Una voce in favore della plastica

1 luglio 2019

Difendere la plastica, di questi tempi, non è di moda. Ogni tanto, però, una voce si alza in difesa di questo materiale. Questa volta accade in Belgio dove la Professoressa Kim Ragaert del Centre for Polymer and Material Technologies dell’Università Ghent (Belgio) è intervenuta in un incontro con un discorso in favore della plastica. E lo fa usando dati scientifici in favore delle sue argomentazioni.

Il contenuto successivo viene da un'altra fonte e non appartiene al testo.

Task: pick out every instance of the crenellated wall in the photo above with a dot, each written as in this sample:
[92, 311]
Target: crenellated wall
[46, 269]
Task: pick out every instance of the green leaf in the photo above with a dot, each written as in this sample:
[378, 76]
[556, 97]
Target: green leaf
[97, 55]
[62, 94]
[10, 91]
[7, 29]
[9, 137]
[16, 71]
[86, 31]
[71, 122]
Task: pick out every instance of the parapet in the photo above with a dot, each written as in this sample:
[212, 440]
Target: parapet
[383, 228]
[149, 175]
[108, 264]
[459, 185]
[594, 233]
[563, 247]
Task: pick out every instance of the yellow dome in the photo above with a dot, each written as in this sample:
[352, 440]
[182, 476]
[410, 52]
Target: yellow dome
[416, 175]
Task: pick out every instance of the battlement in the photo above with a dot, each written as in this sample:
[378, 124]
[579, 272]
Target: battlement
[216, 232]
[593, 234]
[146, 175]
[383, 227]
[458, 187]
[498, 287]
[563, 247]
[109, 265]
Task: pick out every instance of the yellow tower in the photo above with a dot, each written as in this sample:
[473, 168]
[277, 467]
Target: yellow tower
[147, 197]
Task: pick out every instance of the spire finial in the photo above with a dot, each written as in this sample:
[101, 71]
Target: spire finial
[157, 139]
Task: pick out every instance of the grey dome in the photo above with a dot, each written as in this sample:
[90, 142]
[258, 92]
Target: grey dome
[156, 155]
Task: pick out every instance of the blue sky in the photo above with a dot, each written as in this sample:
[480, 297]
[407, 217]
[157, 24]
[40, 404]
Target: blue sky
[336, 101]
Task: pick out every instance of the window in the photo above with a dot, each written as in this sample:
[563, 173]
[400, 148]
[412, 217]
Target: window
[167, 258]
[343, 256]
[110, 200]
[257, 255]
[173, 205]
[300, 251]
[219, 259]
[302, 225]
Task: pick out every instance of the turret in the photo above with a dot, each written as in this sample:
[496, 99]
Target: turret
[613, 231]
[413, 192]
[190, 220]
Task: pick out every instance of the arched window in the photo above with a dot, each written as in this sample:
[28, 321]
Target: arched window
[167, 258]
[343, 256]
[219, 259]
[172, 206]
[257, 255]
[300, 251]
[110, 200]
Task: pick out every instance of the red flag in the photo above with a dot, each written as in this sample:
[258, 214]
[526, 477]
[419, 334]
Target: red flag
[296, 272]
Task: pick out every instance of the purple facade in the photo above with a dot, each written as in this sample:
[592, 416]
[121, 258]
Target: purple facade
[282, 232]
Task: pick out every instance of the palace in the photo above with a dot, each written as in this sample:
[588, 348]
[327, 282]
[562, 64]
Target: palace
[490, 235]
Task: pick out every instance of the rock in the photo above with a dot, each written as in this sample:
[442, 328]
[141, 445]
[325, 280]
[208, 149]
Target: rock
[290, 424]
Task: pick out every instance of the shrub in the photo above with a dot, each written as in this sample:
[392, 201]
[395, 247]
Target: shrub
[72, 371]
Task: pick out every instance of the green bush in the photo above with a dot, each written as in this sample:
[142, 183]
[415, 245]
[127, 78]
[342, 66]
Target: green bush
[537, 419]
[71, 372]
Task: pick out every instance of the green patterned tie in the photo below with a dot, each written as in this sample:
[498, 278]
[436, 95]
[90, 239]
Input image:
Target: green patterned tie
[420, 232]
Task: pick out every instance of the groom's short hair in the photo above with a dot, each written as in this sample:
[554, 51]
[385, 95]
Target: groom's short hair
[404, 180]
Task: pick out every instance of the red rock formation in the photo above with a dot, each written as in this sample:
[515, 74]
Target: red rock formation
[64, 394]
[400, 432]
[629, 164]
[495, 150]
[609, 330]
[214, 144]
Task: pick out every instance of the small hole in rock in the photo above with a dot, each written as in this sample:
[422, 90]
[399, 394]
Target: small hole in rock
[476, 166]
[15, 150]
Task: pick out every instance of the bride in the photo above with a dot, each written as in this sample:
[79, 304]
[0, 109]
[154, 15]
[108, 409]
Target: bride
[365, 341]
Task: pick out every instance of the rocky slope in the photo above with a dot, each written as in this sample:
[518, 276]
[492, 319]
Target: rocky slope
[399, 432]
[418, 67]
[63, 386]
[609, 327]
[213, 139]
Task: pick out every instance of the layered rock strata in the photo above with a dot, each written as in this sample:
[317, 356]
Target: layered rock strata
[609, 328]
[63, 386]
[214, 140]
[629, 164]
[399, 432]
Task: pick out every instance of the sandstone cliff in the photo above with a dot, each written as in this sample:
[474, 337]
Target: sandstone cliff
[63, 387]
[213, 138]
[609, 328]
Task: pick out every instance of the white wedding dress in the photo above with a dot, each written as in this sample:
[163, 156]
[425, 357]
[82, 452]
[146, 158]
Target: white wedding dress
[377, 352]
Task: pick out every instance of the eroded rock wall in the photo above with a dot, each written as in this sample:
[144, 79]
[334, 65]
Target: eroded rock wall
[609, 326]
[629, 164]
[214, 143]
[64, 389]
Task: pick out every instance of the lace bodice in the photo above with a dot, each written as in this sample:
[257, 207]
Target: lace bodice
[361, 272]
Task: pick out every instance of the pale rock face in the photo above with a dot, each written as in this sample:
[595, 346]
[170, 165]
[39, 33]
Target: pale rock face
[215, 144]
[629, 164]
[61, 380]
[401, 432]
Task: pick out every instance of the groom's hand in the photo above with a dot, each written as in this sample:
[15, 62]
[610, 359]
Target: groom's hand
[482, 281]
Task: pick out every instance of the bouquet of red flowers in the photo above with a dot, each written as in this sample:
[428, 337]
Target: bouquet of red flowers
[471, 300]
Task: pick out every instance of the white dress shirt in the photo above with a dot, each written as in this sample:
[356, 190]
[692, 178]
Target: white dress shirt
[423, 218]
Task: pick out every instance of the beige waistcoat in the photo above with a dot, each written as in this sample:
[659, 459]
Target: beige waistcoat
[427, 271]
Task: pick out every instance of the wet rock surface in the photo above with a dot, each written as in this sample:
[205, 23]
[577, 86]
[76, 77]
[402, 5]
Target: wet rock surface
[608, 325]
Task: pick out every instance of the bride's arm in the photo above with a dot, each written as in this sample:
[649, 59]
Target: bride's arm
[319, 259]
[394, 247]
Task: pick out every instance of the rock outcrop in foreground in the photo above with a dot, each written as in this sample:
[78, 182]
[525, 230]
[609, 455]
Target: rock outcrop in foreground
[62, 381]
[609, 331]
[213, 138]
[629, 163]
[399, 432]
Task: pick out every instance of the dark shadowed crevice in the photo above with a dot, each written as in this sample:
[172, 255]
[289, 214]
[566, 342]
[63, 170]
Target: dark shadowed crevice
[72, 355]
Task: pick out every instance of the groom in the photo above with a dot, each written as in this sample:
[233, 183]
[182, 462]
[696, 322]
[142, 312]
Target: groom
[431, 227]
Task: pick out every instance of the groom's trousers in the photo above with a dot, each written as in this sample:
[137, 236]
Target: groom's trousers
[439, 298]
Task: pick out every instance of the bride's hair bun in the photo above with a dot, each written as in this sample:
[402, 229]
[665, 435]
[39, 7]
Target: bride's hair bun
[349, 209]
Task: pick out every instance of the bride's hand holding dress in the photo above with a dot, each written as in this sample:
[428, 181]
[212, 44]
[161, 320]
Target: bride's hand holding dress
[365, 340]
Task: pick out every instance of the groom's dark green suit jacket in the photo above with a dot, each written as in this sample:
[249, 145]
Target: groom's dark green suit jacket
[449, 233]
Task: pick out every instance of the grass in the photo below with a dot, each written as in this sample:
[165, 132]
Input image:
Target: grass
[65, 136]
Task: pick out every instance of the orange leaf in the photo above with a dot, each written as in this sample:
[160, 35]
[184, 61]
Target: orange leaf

Ecco il video del suo intervento:

ODIARE LA PLASTICA … from P4P on Vimeo.

Kim Ragaert sottolinea come la plastica non sia l’unico materiale che non si degrada e che dato il suo grande valore non deve essere bandita, ma valorizzata e usata al meglio. Comincia poi a rispondere, cifre alla mano, alle principali obiezioni mosse alla plastica. Anzitutto quella sull’inutilità di molti packaging, soprattutto l’ambito alimentare. L’esperta sottolinea il grande utilizzo di risorse e l’emissione di anidride carbonica connessa alla produzione degli alimenti. Usare il packaging allunga la loro conservabilità, riduce lo spreco dei cibi e di tutte le risorse servite per produrli.
Passa poi al confronto con altri materiali considerati più ambientalmente sostenibili dal grande pubblico: il vetro e la carta. Per quanto riguarda il vetro, spiega come richieda molta più energia della plastica a livello produttivo. Il riutilizzo richiede massiccio uso di acqua e soluzioni di lavaggio; il riciclo un processo molto oneroso energeticamente. Il trasporto, a causa del maggiore peso del vetro, è molto meno vantaggioso. Per quanto riguarda la carta, il confronto è fatto sui sacchetti usa e getta. La quantità di materiale che serve a produrne uno in plastica (che comunque può essere riutilizzato) è talmente inferiore che un sacchetto di carta dovrebbe essere usato 4 volte perché il bilancio energetico e materiale torni.
Insomma, la Ragaert sostiene che se eliminassimo completamente la plastica andremmo incontro a consumi maggiori di materiali, acqua, energia e a più ingenti emissioni di anidride carbonica.
L’unica colpa della plastica, secondo la professoressa Ragaert, è quella di rendere visibile i rifiuti. Il resto è colpa di chi, invece
di raccoglierla e riciclarla adeguatamente, la abbandona.

Il suggerimento della professoressa è quindi di usare la plastica con consapevolezza, evitando quelle più difficili da riciclare (come i flaconi colorati per i detersivi) e gestendola correttamente dopo l’uso.
AIPE – Associazione Italiana Polistirene Espanso non può che sostenere questa visione.
Il polistirene è un alleato insostituibile per la conservazione di alimenti freschi altamente deperibili come il pesce, il gelato, la mozzarella… consentendone il trasporto anche a lunga distanza mantenendo la catena del freddo. Usarlo e smaltirlo correttamente è la via migliore per sfruttarne le grandi potenzialità, senza arrecare danno all’ambiente.